Our body is not an eternal engine. The digestive system works 24/7: digesting, absorbing, excreting. If we eat three to four times a day, plus snacks, the stomach, pancreas, and liver barely have time to rest. A relaxation day is a short period (usually 24-36 hours) when the calorie content of the diet is reduced to 500-800 kcal, and food becomes as simple and easily digestible as possible. At this moment, the body switches from the "digestion" mode to the "cleaning and recovery" mode. The processes of autophagy are initiated — when cells "eat" their own waste, getting rid of damaged proteins and organelles. For this discovery, the Nobel Prize in Physiology and Medicine was awarded in 2016. So, fasting is not "quackery," but a scientifically substantiated mechanism.
The main benefit of fasting is a rest for the gastrointestinal tract. The digestive enzymes get a chance to "reboot," insulin levels drop, giving the pancreas a break. The load on the liver decreases, and it gets resources for enzyme production, not for detoxifying toxins. Moreover, if you drink a lot of fluids (water, herbal teas) on a fasting day, this promotes a gentle cleansing of the intestines. The feeling of heaviness, bloating, and bowel movements improve. For people who suffer from chronic constipation or irritable bowel syndrome, regular relaxation days (1-2 times a month) may become part of the therapy. But it is important: fasting should not be aggressive, otherwise it will give the opposite effect — cramps and diarrhea.
Many use relaxation days for weight loss. And it works, but with reservations. Simply reducing calorie intake for one day does not create a deficit sufficient for significant fat loss.
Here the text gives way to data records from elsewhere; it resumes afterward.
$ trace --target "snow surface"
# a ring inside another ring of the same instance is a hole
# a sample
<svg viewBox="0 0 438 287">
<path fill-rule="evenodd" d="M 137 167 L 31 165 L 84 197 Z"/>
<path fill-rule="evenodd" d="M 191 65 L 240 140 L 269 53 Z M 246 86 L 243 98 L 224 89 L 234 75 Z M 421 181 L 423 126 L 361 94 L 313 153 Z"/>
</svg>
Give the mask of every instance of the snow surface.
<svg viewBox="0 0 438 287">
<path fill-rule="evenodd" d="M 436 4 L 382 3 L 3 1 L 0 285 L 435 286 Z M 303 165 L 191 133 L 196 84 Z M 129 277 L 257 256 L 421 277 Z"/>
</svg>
The main loss is water and intestinal contents. However, regular fasting can "teach" the body not to store fat, but to burn it. If you have a relaxation day once a week, you create a weekly deficit of 500-800 kcal. In a month, this is already 2000-3000 kcal, which may result in a loss of 300-400 grams of fat. But the main thing is that fasting helps to get rid of "water weight" and visually reduce volumes. Moreover, they reduce the levels of leptin and ghrelin, which helps to control appetite easier on weekdays.
A relaxation day is not just about the body. It's also about the mind. When you refuse from usual food for one day, you stop being a slave to habits. You consciously choose simple food, learn to distinguish physical hunger from emotional. This is a powerful tool for those who "overeat" stress. On a fasting day, you don't have the opportunity to eat away anxiety with chocolate. You have to find other ways to calm down: a walk, breathing, music. Over time, this changes the attitude towards food. It stops being the only source of pleasure.
There are many options. The classic: kefir day (1.5 liters of kefir, 1% fat). Apple day (1.5 kg of apples). Oatmeal day (200 g of oatmeal on water). Buckwheat day (a glass of buckwheat cooked without salt). Protein day (chicken breast, fish, cottage cheese). The most popular and gentle is the fruit and vegetable day (smoothies, salads). It is important: not all days are suitable for everyone. Apple day may cause heartburn with high acidity. Fat kefir with weak pancreas. The optimal option is to alternate types to avoid habituation.
Relaxation days are not for everyone. They can cause hypoglycemia in people with diabetes (especially type 1). They can provoke exacerbation in kidney diseases, gallbladder diseases, and stomach ulcers. They are contraindicated for pregnant and breastfeeding women. Also, they are not recommended in case of acute infections. It is important: a relaxation day should not cause severe weakness, dizziness, or nausea. If this happens, it means you've overdone it. It's better to start with one day and gradually increase the intervals. And remember: fasting is not hunger. If you feel like eating, you can drink a glass of water or eat an apple.
The mistake of many is to overeat the next day. This nullifies all the effect. The exit should be gradual. The morning after a relaxation day: a light breakfast (oatmeal on water, cottage cheese). Lunch — a puree soup. Dinner — fish or chicken with vegetables. Do not overload the body with fatty and sweet foods. Otherwise, the digestion, which has rested, will receive a blow, and all the beneficial effects of fasting may turn into discomfort. Ideally, come out within 24 hours. Drink a lot of water, move, do not overeat.
A relaxation day is not a trendy diet, but an ancient practice known to many cultures. It can be a useful tool if used wisely and without fanaticism. It does not replace healthy eating on other days, but can become a good habit. Start with one day a month. Observe how you feel. And perhaps you will discover that sometimes less is more.